Established in 1880, it is the oldest museum in South America, and is located in the very heart of Santiago.

With free entry to all, the museum has a host of temporary and permanent exhibits, including The Matta of All, which will run until March 2019.


The Houses of Pablo Neruda

Pablo Neruda (1904-1973) is often regarded as one of the world’s most interesting and treasured poets, and two of his houses, found in Santiago and La Sebastiana, have been turned into museums and are open for all to see.

With each being decorated and designed by Neruda himself, guests are offered a glimpse into the mind and personality of South America’s most revered poet.

His first house, located in Santiago, is found in Barrio Bellavista, with guided tours being available in English, Spanish, and French.

Entry costs $4,000 pesos and is open from 10:00-18:00 Tuesday to Sunday. In January and February the museum stays open until 19:00.

The museum in La Sebastiana is found in the rolling and immensely beautiful hills of Valparaíso.

Like the first house, entry is priced at $4,000 pesos and the museum is open 10:00-18:00 Tuesday to Sunday.

Colchagua Museum

Located in the heart of the Valley of Colchagua in Santa Cruz, one of Chile’s most affluent wine regions, Colchagua Museum exhibits a wonderful mix of Chilean natural history and pre-Columbian art and culture.

The museum also exhibits the impressive and private collection wealthy weapons scientist, Carlos Cardoen, who collected anthropomorphic ceramics from all over Latin America, as well as South American huasos (cowboy) gear.

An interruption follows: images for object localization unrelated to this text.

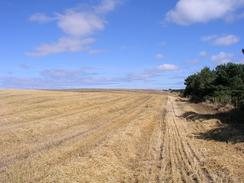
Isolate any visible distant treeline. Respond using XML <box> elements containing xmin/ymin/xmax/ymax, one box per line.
<box><xmin>183</xmin><ymin>63</ymin><xmax>244</xmax><ymax>110</ymax></box>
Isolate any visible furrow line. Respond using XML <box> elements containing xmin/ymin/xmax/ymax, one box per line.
<box><xmin>0</xmin><ymin>96</ymin><xmax>152</xmax><ymax>176</ymax></box>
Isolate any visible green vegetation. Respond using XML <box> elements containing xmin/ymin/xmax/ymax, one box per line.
<box><xmin>183</xmin><ymin>63</ymin><xmax>244</xmax><ymax>110</ymax></box>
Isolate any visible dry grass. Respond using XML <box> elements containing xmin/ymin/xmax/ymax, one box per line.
<box><xmin>0</xmin><ymin>90</ymin><xmax>243</xmax><ymax>182</ymax></box>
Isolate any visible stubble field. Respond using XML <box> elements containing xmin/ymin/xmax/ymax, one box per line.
<box><xmin>0</xmin><ymin>90</ymin><xmax>243</xmax><ymax>182</ymax></box>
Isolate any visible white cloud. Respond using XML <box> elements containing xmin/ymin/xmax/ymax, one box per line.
<box><xmin>158</xmin><ymin>64</ymin><xmax>179</xmax><ymax>71</ymax></box>
<box><xmin>166</xmin><ymin>0</ymin><xmax>244</xmax><ymax>25</ymax></box>
<box><xmin>211</xmin><ymin>52</ymin><xmax>233</xmax><ymax>64</ymax></box>
<box><xmin>199</xmin><ymin>51</ymin><xmax>208</xmax><ymax>57</ymax></box>
<box><xmin>26</xmin><ymin>37</ymin><xmax>95</xmax><ymax>56</ymax></box>
<box><xmin>30</xmin><ymin>0</ymin><xmax>120</xmax><ymax>37</ymax></box>
<box><xmin>29</xmin><ymin>13</ymin><xmax>56</xmax><ymax>23</ymax></box>
<box><xmin>57</xmin><ymin>0</ymin><xmax>121</xmax><ymax>37</ymax></box>
<box><xmin>155</xmin><ymin>53</ymin><xmax>164</xmax><ymax>60</ymax></box>
<box><xmin>214</xmin><ymin>35</ymin><xmax>240</xmax><ymax>46</ymax></box>
<box><xmin>57</xmin><ymin>11</ymin><xmax>105</xmax><ymax>37</ymax></box>
<box><xmin>95</xmin><ymin>0</ymin><xmax>121</xmax><ymax>14</ymax></box>
<box><xmin>28</xmin><ymin>0</ymin><xmax>121</xmax><ymax>56</ymax></box>
<box><xmin>121</xmin><ymin>64</ymin><xmax>180</xmax><ymax>82</ymax></box>
<box><xmin>202</xmin><ymin>34</ymin><xmax>240</xmax><ymax>46</ymax></box>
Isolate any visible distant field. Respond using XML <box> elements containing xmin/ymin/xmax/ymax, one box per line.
<box><xmin>0</xmin><ymin>90</ymin><xmax>243</xmax><ymax>182</ymax></box>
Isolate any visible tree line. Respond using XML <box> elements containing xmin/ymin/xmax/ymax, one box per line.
<box><xmin>183</xmin><ymin>63</ymin><xmax>244</xmax><ymax>110</ymax></box>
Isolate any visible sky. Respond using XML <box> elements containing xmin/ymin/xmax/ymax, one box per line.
<box><xmin>0</xmin><ymin>0</ymin><xmax>243</xmax><ymax>89</ymax></box>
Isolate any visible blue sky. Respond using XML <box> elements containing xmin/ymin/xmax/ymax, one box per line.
<box><xmin>0</xmin><ymin>0</ymin><xmax>243</xmax><ymax>89</ymax></box>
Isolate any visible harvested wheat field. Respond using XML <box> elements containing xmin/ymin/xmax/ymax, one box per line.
<box><xmin>0</xmin><ymin>90</ymin><xmax>243</xmax><ymax>183</ymax></box>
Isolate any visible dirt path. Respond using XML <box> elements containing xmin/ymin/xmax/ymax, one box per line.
<box><xmin>153</xmin><ymin>96</ymin><xmax>214</xmax><ymax>183</ymax></box>
<box><xmin>174</xmin><ymin>96</ymin><xmax>244</xmax><ymax>183</ymax></box>
<box><xmin>0</xmin><ymin>90</ymin><xmax>243</xmax><ymax>182</ymax></box>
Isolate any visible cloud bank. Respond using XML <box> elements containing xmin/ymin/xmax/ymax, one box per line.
<box><xmin>0</xmin><ymin>64</ymin><xmax>180</xmax><ymax>89</ymax></box>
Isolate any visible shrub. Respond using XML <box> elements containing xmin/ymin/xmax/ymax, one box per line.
<box><xmin>183</xmin><ymin>63</ymin><xmax>244</xmax><ymax>109</ymax></box>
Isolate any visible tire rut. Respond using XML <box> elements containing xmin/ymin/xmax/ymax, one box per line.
<box><xmin>154</xmin><ymin>96</ymin><xmax>216</xmax><ymax>183</ymax></box>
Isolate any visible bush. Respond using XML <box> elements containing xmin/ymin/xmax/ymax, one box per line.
<box><xmin>239</xmin><ymin>100</ymin><xmax>244</xmax><ymax>110</ymax></box>
<box><xmin>183</xmin><ymin>63</ymin><xmax>244</xmax><ymax>109</ymax></box>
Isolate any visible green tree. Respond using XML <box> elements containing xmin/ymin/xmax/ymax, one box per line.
<box><xmin>183</xmin><ymin>63</ymin><xmax>244</xmax><ymax>109</ymax></box>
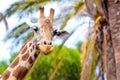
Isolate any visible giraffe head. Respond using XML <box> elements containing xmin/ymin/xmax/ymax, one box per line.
<box><xmin>26</xmin><ymin>7</ymin><xmax>69</xmax><ymax>55</ymax></box>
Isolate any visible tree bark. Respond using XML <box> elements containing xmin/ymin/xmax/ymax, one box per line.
<box><xmin>95</xmin><ymin>18</ymin><xmax>116</xmax><ymax>80</ymax></box>
<box><xmin>95</xmin><ymin>0</ymin><xmax>120</xmax><ymax>80</ymax></box>
<box><xmin>83</xmin><ymin>0</ymin><xmax>120</xmax><ymax>80</ymax></box>
<box><xmin>107</xmin><ymin>0</ymin><xmax>120</xmax><ymax>80</ymax></box>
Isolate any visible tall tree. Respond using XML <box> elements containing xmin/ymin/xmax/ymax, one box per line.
<box><xmin>107</xmin><ymin>0</ymin><xmax>120</xmax><ymax>80</ymax></box>
<box><xmin>81</xmin><ymin>0</ymin><xmax>120</xmax><ymax>80</ymax></box>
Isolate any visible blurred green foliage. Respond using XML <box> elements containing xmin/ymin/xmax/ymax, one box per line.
<box><xmin>0</xmin><ymin>60</ymin><xmax>8</xmax><ymax>74</ymax></box>
<box><xmin>76</xmin><ymin>41</ymin><xmax>82</xmax><ymax>52</ymax></box>
<box><xmin>25</xmin><ymin>46</ymin><xmax>81</xmax><ymax>80</ymax></box>
<box><xmin>0</xmin><ymin>46</ymin><xmax>81</xmax><ymax>80</ymax></box>
<box><xmin>0</xmin><ymin>52</ymin><xmax>18</xmax><ymax>74</ymax></box>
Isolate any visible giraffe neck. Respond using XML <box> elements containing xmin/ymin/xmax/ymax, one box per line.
<box><xmin>1</xmin><ymin>39</ymin><xmax>40</xmax><ymax>80</ymax></box>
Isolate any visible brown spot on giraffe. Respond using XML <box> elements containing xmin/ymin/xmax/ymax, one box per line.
<box><xmin>2</xmin><ymin>70</ymin><xmax>10</xmax><ymax>80</ymax></box>
<box><xmin>20</xmin><ymin>43</ymin><xmax>27</xmax><ymax>54</ymax></box>
<box><xmin>22</xmin><ymin>52</ymin><xmax>29</xmax><ymax>61</ymax></box>
<box><xmin>34</xmin><ymin>52</ymin><xmax>38</xmax><ymax>58</ymax></box>
<box><xmin>36</xmin><ymin>46</ymin><xmax>39</xmax><ymax>50</ymax></box>
<box><xmin>12</xmin><ymin>66</ymin><xmax>28</xmax><ymax>80</ymax></box>
<box><xmin>28</xmin><ymin>56</ymin><xmax>33</xmax><ymax>64</ymax></box>
<box><xmin>20</xmin><ymin>42</ymin><xmax>27</xmax><ymax>51</ymax></box>
<box><xmin>32</xmin><ymin>45</ymin><xmax>34</xmax><ymax>50</ymax></box>
<box><xmin>30</xmin><ymin>48</ymin><xmax>32</xmax><ymax>52</ymax></box>
<box><xmin>10</xmin><ymin>57</ymin><xmax>19</xmax><ymax>68</ymax></box>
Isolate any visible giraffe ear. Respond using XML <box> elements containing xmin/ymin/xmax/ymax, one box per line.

One of the primary exhibits is a collection of films, artefacts, and photographs from the 2010 rescue of 33 miners, who were trapped 700m underground for no less than 69 days.

The museum is open seven days a week, 10:00-19:00.

ALMA Observatory

Although not strictly a museum, the ALMA Observatory in Atacama, is open to all and has some of the most impressive scientific visiting facilities in South America.

The observatory is open every Saturday and Sunday morning, but be sure to register in advance on this page before heading out.

Entry is free of charge and a visit offers the remarkable opportunity to gain insights and knowledge about the universe around us.

The tour guides are very dedicated to their roles and welcome questions from guests and accompanying children alike.